Nonobstant la relative docilité, le ‘tête-cuivrée’, si on l’y pousse, adoptera une position de menace, s’aplatissant le cou et le corps pour sembler plus gros et plus imposant et, si l’intrus persiste, peut mordre à la vitesse de l’éclair. La position de menace, aplatir et élargir le corps, est une caractéristique du serpent-tigre mais nous devons préciser qu’une telle attitude est prise aussi pour augmenter la surface corporelle afin d’absorber plus de chaleur à partir d’une surface.
Son venin, comme pour plusieurs autres espèces australiennes, est complexe et couvre une série d’effets différents sur l’organisme. La neurotoxicité, qui peut causer la mort par paralysie des muscles respiratoires suivie d’asphyxie, est causée vraisemblablement par une toxine pré-synaptique qui, donc, entrave le relâchement des neurotransmetteurs, alors que les toxines post-synaptiques d’autres espèces entravent la connexion des pré-mentionnés neurotransmetteurs aux récepteurs de la plaque réceptrice, avec un effet similaire.
L’action paralysante sur le système nerveux n’est pas la seule cause de décès en cas d’une morsure avec poison. Le venin a aussi une action hémorragique et une action cytotoxique. Une phospholipase A2 semble être la cause du syndrome hémorragique à travers l’inhibition de l’agrégation des plaquettes, et une phospholipase B la cause de l’hémolyse (rupture de la membrane des globules rouges). En plus, il y a aussi une certaine action cytotoxique, qui peut causer la nécrose, même si elle est moins importante que celle due aux venins de certains vipéridés.

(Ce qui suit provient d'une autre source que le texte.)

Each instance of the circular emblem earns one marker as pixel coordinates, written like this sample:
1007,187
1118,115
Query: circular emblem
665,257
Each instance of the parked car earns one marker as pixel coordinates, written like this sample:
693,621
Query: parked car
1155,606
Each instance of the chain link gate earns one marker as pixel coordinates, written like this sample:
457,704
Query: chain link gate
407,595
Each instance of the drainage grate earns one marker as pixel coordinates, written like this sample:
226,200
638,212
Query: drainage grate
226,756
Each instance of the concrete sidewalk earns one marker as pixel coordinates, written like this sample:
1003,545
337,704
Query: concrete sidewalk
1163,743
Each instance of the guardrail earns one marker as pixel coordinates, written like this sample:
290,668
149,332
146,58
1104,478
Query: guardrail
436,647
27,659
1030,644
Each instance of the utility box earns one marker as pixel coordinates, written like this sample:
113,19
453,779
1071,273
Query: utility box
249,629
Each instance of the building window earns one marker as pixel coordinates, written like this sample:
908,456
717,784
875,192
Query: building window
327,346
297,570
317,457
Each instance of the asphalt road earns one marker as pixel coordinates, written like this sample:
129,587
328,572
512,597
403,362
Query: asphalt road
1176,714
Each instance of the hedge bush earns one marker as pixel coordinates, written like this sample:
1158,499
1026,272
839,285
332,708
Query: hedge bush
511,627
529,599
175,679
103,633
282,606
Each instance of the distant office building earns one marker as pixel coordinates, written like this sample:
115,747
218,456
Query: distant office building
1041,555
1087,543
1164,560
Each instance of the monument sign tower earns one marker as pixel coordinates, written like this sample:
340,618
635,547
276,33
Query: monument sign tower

Pour finir en beauté, il semble qu’il y ait aussi une mycotoxine qui peut causer une myolyse (destruction des fibres musculaires) accompagnée d’une douleur musculaire conséquente, des urines foncées dues à la microglobinurie (apparition de myoglobine, une protéine des muscles) et une possible insuffisance rénale.
Le sérum qui peut être efficace pour traiter ces empoisonnements pas Austrelaps est le même que contre le serpent-tigre, d’ordinaire à un dosage initial de 3000 unités (comme pour Notechis scutatusle le serpent-tigre commun), alors que la dose initiale, en cas de morsure de l’énorme serpent-tigre de l’île Chappell (Notechis aterserventyi) est de 12 000 unités.
Noms communs : anglais : Australian copperhead ; allemand : Australische Kupferköpfe.